Renormalization of gravitational Wilson lines

TL;DR

This paper investigates the renormalization of gravitational Wilson lines in 2D conformal field theory, providing a perturbative approach that matches exact anomalous dimensions and explores related models in current algebra.

Contribution

It introduces a systematic regularization and renormalization scheme for gravitational Wilson lines and verifies perturbative results against exact predictions up to order 1/c^3.

Findings

Perturbative calculations reproduce the exact anomalous dimension to order 1/c^3.

A combined dimensional regularization and analytic continuation method is effective.

Distinction between holomorphic and non-holomorphic Wilson lines is clarified.

Abstract

We continue the study of the Wilson line representation of conformal blocks in two-dimensional conformal field theory; these have an alternative interpretation as gravitational Wilson lines in the context of the AdS$_3$/CFT$_2$ correspondence.
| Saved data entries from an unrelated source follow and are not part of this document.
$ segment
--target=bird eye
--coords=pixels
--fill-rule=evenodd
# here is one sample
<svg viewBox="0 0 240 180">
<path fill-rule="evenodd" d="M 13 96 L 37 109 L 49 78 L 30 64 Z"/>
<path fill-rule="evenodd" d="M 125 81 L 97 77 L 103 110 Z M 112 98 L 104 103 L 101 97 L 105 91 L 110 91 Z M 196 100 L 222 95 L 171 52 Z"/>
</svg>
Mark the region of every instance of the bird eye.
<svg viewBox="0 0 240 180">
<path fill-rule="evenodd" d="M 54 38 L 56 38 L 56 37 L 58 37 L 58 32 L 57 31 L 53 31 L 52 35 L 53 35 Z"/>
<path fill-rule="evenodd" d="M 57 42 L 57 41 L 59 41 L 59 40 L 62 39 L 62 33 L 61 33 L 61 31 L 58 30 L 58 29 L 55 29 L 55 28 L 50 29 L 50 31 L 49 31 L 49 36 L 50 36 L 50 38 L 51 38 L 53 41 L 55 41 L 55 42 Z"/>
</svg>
The gravitational Wilson line involves a path-ordered exponential of the stress tensor, and its expectation value can be computed perturbatively in an expansion in inverse powers of the central charge $c$. The short-distance singularities which occur in the associated stress tensor correlators require systematic regularization and renormalization prescriptions, whose consistency with conformal Ward identities presents a subtle problem. The regularization used here combines dimensional regularization and analytic continuation. Representation theoretic arguments, based on SL(2,R) current algebra, predict an exact result for the Wilson line anomalous dimension and, by building on previous work, we verify that the perturbative calculations using our regularization and renormalization prescriptions reproduce the exact result to order $1/c^3$ included. We also discuss a related, but somewhat simpler, Wilson line in Wess-Zumino-Witten models that yields current algebra conformal blocks, and we emphasize the distinction between Wilson lines constructed out of non-holomorphic and purely holomorphic currents.